Tonicity describes the amount of solute in a solution.  Three terms—hypertonic, isotonic, and hypotonic—are used to relate the tonicity of a cell to the tonicity of a cell’s extracellular fluid(Figures 3 and 4)/

In a hypertonic solution, the extracellular fluid contains less water than the cell. Because the cell has a lower concentration of solutes, the water will leave the cell. In effect, the solute is drawing the water out of the cell. In animal cells, this may result in the cell undergoing crenation(shrivel). Plants will undergo the process of plasmolysis(wilt).

In an isotonic solution, the extracellular fluid has the same tonicity as the cell. If the concentration of solutes of the cell matches that of the extracellular fluid, there will be no net movement of water into or out of the cell. In animal cells, this the considered the best tonicity. Plants can withstand this tonicity but prefer a hypotonic solution. Blood cells in hypertonic, isotonic, and hypotonic solutions take on characteristic appearances.
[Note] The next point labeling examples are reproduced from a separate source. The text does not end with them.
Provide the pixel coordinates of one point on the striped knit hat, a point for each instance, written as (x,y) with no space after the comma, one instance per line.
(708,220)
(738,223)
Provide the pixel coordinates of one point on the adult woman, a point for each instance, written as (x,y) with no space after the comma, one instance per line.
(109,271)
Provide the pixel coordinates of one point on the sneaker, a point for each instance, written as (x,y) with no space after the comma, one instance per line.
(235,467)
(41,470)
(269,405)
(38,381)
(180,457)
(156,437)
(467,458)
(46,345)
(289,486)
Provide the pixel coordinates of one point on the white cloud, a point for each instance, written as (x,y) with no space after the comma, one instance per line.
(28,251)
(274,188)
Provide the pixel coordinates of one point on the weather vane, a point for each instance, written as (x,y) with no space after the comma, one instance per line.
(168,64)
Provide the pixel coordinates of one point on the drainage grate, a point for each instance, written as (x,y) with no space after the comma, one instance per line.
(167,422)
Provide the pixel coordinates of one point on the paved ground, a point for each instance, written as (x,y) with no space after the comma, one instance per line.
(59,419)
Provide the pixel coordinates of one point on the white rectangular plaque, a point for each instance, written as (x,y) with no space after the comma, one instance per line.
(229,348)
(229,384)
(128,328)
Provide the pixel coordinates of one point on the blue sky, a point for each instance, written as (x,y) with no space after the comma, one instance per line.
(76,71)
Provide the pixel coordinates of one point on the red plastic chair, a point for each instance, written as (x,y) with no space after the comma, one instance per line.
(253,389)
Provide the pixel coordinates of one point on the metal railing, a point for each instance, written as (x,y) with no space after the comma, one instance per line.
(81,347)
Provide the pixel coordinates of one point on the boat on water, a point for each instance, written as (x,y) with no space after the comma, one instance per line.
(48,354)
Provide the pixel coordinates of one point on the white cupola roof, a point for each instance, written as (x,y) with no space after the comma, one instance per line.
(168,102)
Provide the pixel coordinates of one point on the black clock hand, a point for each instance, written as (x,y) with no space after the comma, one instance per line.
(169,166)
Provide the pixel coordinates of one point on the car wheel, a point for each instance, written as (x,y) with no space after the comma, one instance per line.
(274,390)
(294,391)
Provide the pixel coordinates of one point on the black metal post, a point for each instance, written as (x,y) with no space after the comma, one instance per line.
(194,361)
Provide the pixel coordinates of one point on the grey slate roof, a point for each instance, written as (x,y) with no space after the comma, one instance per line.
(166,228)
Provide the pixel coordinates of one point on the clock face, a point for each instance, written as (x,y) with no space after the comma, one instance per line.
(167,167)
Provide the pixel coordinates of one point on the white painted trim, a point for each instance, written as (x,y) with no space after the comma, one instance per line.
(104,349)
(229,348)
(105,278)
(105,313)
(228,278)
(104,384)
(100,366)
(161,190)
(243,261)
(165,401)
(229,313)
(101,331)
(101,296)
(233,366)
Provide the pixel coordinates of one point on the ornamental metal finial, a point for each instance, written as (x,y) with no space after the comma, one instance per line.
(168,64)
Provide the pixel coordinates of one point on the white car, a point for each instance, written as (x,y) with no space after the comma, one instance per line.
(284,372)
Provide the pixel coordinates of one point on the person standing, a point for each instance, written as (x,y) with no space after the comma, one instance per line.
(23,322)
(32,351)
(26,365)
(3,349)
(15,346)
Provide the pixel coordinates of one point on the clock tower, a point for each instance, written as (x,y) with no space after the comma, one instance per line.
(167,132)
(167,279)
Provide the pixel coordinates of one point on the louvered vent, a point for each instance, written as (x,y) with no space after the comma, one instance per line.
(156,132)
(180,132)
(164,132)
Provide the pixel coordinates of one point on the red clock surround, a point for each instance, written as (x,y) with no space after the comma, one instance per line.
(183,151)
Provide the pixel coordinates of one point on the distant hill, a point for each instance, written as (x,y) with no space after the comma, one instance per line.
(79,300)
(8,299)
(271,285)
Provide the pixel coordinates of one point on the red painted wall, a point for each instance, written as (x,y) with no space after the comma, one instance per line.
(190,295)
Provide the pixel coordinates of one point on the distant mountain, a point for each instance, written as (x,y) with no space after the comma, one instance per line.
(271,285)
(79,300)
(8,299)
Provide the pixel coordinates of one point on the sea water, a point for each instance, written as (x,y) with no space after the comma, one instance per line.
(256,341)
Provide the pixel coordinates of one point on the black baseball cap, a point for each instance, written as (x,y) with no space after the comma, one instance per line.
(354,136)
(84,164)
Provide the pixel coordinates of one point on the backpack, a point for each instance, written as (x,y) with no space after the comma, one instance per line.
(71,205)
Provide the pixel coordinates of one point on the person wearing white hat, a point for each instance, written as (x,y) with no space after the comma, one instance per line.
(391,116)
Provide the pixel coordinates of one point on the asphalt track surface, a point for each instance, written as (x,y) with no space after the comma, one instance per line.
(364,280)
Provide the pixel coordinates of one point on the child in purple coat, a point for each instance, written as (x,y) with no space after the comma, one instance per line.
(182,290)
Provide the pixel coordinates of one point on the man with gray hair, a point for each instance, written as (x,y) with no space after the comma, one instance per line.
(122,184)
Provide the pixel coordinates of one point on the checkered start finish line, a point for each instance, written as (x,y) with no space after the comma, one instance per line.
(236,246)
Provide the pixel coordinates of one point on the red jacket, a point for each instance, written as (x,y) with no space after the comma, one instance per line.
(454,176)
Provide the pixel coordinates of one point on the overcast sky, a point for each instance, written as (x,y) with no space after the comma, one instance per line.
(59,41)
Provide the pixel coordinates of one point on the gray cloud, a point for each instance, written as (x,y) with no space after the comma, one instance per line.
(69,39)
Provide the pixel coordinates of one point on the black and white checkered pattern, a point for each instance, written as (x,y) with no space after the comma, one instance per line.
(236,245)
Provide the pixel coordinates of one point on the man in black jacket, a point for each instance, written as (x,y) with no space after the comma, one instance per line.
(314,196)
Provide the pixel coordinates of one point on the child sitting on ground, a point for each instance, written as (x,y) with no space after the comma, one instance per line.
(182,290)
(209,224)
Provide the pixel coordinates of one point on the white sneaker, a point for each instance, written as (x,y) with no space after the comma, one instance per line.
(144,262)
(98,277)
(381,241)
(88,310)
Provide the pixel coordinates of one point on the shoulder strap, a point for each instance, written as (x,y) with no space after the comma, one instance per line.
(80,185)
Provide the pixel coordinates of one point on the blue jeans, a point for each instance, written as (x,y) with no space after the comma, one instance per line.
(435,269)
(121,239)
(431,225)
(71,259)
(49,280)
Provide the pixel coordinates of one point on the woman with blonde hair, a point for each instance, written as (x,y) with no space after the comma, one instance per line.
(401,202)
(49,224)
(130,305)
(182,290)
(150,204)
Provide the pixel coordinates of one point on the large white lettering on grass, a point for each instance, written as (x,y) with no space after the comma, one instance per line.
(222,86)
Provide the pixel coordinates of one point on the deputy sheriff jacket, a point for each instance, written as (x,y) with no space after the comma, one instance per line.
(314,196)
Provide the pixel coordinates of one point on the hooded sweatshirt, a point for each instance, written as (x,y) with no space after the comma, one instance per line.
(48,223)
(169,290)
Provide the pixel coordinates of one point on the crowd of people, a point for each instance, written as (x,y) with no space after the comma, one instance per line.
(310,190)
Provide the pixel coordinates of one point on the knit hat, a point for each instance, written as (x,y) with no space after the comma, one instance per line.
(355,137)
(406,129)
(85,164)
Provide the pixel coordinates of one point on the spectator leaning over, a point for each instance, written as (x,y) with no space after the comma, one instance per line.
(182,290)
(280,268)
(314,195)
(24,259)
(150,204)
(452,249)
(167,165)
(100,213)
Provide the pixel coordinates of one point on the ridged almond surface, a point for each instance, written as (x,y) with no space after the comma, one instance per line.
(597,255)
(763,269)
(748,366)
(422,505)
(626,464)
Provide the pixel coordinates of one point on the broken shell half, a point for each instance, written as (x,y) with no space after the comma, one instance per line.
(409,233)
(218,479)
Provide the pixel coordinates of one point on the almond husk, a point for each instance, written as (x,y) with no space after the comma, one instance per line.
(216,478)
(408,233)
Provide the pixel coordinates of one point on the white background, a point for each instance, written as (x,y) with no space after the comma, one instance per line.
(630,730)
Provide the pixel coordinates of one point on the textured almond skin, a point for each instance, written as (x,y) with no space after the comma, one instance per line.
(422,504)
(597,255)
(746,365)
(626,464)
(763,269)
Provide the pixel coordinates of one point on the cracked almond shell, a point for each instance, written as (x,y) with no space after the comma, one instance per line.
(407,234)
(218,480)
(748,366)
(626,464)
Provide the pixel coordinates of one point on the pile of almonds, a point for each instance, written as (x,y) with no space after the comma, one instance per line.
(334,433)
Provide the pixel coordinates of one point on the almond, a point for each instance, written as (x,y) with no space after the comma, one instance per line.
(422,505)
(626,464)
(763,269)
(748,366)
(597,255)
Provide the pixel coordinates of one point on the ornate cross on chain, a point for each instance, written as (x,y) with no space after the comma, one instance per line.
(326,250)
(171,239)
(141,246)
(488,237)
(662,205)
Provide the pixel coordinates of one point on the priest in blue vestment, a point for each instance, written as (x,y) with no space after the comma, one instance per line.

In a hypotonic solution, the extracellular fluid has a lower concentration of solutes than the cell.   The extracellular fluid has a higher concentration of water than does the cell. In this situation, water will follow its concentration gradient and enter the cell.  In animal cells, the cell may swell(lysis).  Due to the large, central vacuole and the cell wall, plants prefer this form of tonicity, referred to as turgor.

Art Connection

Figure 3. Osmotic pressure changes the shape of red blood cells in hypertonic, isotonic, and hypotonic solutions. (credit: modification of work by Mariana Ruiz Villarreal)

A doctor injects a patient with what is thought to be an isotonic saline solution. The patient dies.  An autopsy reveals that many red blood cells have been destroyed. Do you think the solution the doctor injected was really isotonic?

Figure 4. The turgor pressure within a plant cell depends on the tonicity of the solution that it is bathed in. (credit: modification of work by Mariana Ruiz Villarreal)

Section Summary

The passive forms of transport, diffusion and osmosis, move material without the need for energy.  Substances diffuse from areas of high concentration to areas of low concentration, and this process continues until the substance is evenly distributed in a system. In solutions of more than one substance, each type of molecule diffuses according to its own concentration gradient. Many factors can affect the rate of diffusion, including concentration gradient, molecular size, and temperature.

In living systems, diffusion of substances into and out of cells is mediated by the plasma membrane. Some materials diffuse readily through the membrane while others are hindered.  Their passage is only made possible by protein channels and carriers. The chemistry of living things occurs in aqueous solutions, and balancing the concentrations of those solutions is an ongoing problem.